In 234 games over four years with the Battalion (the franchise was located in Brampton prior to last season) the six-foot-two, 225-pound Bell had 17 goals, 28 assists, 253 penalty minutes and an overall plus-10 rating.
Bell’s signing means there are 11 defenceman with St. John’s and two more contracted to the IceCaps/Jets and playing with the Reign (Cody Sol is the other assigned to Ontario).
With Zach Redmond, Kris Fredheim, and Travis Ehrhardt working their way back from injury and Adam Pardy arriving from Winnipeg, it likely won’t be long before there’s another move in relation to the blueline corps. In addition to the three injured players, Patrick Cullity is another blueliner who didn’t appear in either of St. John’s season-opening games against Providence last weekend.
John Slaney’s induction into the American Hockey League Hall of Fame was inevitable — the St. John’s native is, after all, one of the greatest offensive defencemen in AHL history. However, with the AHL’s All-Star Classic — which annually includes the Hall of Fame induction ceremony — being held here in February, the timing was perfect for Slaney’s enshrinement.
A first-round draft pick of the Washington Capitals in 1990. Slaney turned pro with the Baltimore Skipjacks, the Caps’ AHL farm team.

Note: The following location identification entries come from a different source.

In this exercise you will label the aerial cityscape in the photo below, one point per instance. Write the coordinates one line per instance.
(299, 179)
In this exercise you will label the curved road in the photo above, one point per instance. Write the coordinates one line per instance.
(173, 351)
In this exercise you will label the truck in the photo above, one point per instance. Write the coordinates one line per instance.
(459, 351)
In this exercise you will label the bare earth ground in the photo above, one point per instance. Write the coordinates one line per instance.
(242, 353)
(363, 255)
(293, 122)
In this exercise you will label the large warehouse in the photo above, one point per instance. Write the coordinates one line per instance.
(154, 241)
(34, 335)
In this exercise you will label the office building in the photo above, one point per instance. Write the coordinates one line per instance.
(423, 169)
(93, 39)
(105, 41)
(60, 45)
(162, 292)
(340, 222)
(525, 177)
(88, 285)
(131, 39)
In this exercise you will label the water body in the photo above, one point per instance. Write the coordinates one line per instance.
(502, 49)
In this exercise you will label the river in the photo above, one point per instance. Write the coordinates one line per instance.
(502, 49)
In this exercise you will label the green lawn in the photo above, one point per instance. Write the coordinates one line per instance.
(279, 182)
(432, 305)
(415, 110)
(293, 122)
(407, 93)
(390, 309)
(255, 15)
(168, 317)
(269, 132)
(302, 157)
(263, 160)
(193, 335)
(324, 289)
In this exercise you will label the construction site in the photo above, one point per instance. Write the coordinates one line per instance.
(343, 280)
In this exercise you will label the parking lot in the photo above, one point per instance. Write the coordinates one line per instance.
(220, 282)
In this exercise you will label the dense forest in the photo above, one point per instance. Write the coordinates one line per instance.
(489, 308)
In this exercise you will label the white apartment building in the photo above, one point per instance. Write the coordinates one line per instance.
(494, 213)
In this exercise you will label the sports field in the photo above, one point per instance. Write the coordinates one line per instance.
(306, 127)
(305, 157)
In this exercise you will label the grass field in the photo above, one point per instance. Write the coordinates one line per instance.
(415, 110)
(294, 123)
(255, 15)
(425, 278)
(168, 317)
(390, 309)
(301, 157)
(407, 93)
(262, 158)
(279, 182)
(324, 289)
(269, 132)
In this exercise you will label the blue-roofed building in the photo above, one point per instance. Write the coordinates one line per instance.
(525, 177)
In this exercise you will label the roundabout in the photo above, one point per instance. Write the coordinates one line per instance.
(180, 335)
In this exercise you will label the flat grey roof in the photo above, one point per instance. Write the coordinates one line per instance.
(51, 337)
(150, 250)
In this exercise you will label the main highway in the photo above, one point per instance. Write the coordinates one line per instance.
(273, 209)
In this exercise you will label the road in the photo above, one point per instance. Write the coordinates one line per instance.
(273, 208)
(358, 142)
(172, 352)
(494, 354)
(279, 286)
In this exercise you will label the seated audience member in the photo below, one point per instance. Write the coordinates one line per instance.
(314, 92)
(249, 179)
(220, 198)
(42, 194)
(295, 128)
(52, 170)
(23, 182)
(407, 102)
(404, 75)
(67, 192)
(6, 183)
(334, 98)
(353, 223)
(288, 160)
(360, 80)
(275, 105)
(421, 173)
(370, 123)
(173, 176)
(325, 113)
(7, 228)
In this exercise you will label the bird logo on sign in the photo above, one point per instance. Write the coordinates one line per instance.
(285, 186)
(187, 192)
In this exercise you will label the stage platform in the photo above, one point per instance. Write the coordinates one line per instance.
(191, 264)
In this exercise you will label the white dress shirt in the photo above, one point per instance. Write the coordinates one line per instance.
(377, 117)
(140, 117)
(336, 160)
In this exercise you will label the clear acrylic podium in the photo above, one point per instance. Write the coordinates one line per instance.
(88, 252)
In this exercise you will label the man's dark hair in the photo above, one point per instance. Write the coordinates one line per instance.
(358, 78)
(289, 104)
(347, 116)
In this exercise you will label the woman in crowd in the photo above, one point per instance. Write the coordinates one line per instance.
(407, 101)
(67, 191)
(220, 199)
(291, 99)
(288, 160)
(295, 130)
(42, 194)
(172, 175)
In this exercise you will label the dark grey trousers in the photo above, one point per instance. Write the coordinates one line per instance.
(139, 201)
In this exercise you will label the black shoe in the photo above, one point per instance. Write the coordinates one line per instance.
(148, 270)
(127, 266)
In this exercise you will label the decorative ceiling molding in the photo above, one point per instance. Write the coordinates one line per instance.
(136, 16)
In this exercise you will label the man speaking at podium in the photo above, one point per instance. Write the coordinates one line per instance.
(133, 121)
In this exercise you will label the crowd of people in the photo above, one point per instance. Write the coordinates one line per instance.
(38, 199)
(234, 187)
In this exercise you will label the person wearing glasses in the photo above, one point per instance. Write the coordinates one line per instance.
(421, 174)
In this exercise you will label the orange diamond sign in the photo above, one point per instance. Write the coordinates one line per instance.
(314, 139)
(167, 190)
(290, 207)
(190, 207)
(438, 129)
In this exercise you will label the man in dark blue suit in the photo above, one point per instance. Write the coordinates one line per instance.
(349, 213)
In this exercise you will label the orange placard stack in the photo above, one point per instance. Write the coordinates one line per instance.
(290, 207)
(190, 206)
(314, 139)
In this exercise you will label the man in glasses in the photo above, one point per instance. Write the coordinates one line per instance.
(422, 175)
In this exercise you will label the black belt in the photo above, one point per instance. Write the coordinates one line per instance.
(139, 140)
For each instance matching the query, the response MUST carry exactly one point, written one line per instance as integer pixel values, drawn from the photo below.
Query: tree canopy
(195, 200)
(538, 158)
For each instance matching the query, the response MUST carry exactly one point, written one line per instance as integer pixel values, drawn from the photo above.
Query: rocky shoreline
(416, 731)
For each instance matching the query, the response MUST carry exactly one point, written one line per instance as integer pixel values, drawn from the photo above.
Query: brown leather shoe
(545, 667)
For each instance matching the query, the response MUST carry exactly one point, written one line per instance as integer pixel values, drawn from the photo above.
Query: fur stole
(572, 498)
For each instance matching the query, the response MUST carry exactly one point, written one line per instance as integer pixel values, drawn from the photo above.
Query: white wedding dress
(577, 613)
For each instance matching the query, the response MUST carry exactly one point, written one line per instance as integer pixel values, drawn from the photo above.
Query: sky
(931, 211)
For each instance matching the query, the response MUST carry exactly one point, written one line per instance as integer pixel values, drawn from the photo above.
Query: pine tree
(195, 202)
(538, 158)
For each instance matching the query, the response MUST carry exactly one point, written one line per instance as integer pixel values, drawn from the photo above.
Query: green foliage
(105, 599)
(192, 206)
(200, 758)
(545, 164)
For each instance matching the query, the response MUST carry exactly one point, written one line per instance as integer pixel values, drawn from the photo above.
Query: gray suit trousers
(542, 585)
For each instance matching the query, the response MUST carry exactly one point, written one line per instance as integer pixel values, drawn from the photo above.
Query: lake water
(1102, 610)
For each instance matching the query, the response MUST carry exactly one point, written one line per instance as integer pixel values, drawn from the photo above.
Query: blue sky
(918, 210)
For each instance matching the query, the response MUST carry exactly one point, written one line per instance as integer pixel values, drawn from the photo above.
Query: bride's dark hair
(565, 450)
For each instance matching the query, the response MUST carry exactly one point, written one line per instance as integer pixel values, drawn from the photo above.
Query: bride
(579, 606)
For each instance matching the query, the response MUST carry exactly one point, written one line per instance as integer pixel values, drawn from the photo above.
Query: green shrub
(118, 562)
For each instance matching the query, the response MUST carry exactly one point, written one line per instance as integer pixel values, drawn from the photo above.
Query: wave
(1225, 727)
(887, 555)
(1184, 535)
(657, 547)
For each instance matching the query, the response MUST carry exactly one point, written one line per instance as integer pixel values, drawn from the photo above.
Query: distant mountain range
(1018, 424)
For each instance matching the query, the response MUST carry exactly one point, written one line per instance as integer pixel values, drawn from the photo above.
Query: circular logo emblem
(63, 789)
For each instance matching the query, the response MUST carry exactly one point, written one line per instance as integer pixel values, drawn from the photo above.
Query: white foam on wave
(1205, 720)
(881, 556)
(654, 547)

In 1992-93 with the Skipjacks, Slaney set league records for goals (20) and points (66) in a season by a rookie defenceman.
In all, Slaney, played 631 AHL games, with 166 goals and 353 assists for 519 points, second-most all-time by an AHL rearguard. He’s one of only three players to have won the league’s top defenceman award twice.
Joining Slaney in the Hall of Fame class of 2014 will be Bill Dineen, Al MacNeil and Bob Perreault.
Dineen played in the NHL and then spent a half-dozen seasons skating in the AHL. But he really made his mark as a coach in a career that saw him guide the Adirondack Red Wing to a couple of Calder Cup championships, while winning the league’s coach of the year honours twice.
MacNeil is another former NHL/AHL player who made a successful transition to coaching. A Nova Scotia native, MacNeil was player/coach for the Montreal Voyageurs and later returned behind the bench for the Vees after the team moved to Halifax. In 1975 and 1976, the MacNeil-led Nova Scotia Voyageurs won Calder Cup titles. In between his AHL stints, as a rookie head coach of the parent Montreal Canadiens, he guided the Habs to a Stanley Cup win in 1971.
Perreault, who died in 1980 at the age of 49, was a goalie who backstopped teams to four Calder Cup wins , two each with Hershey and Rochester. He ranks sixth in AHL history with 229 victories and third with 37 shutouts.